Zestien respondenten geven antwoord op de vraag of er duidelijke overeenstemming is tussen de doelen van de betrokken actoren.

De helft van hen, acht geïnterviewden, geeft aan dat het overleg en gezamenlijk formuleren van doelen goed loopt: ‘Ja, alle professionals (uit hulpverlening, onderwijs) hebben het belang van het kind wel voor ogen, de ouders ook. Dat de schotten tussen het onderwijs en de zorg verdwijnen, draagt daar ook aan bij’. Toch blijkt dat afstemming ook onder de tevreden respondenten een puzzel kan zijn: ‘We hebben wel redelijk dezelfde doelen, maar we zijn ook wel afhankelijk van geld vanuit de gemeente. Wij willen bijvoorbeeld meer geld voor de preventieve kant, maar dat gaat dan wel ten koste van de curatieve kant. Dat is een politiek spelletje, daar komen we niet omheen’ en ‘Soms, maar dat is wel heel persoonlijk, is het wel lastig om te scheiden dat het hele idee van Eigen Kracht wel precies tegelijk komt met alle benodigde bezuinigingen. Dat komt wel heel toevallig tegelijk. Maar we hebben een goede relatie met de gemeente’ en: ‘Tussen Provincie, gemeente en CJG is een goede samenwerking. Wel gaat dat in de toekomst wellicht veranderen met de transitie van de zorg voor jeugd. Zorgaanbieders zijn toch gewend zelf hulp en methoden aan te bieden, terwijl gemeente en provincie in de toekomst verwachten dat dit meer vraaggericht wordt. Ik denk dat deze pilot wel een meerwaarde is met deze transitie, want het werkt wel mee om de zorgaanbieders om te laten schakelen’.

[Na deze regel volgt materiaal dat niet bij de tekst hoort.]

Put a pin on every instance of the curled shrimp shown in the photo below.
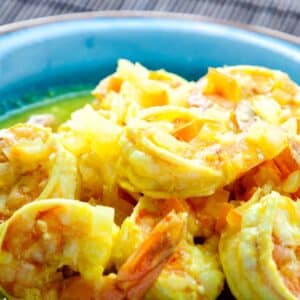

Vijf respondenten geven aan dat het gezamenlijk formuleren van doelen nog niet zo eenvoudig is, omdat de verschillende betrokken partijen hun eigen belangen en doelen voor ogen hebben. Verschillende uitspraken illustreren dit: ‘Dat is dus vaak lastig. Vaak, te vaak wat mij betreft, spelen organisatiebelangen een rol. Men weet onderling als hulpverleners vaak lastig wat men doet en verwacht in een bepaalde situatie’ en: ‘De verschillende hulpverleners werken echt vanuit verschillende culturen, daar valt zeker winst te behalen. (..) Het CJG is erop gericht deze gezamenlijke doelen te kunnen opstellen’ en: ‘Verder zie je toch vaak terug dat verschillende betrokkenen (organisaties, kern-/ketenpartners) verschillende belangen hebben, ook financieel. Uiteindelijk is niemand is erop uit om zichzelf op te heffen. Iedereen wil zijn/haar aandeel van de koek. Dat is een ingewikkeld proces, een hele uitdaging’.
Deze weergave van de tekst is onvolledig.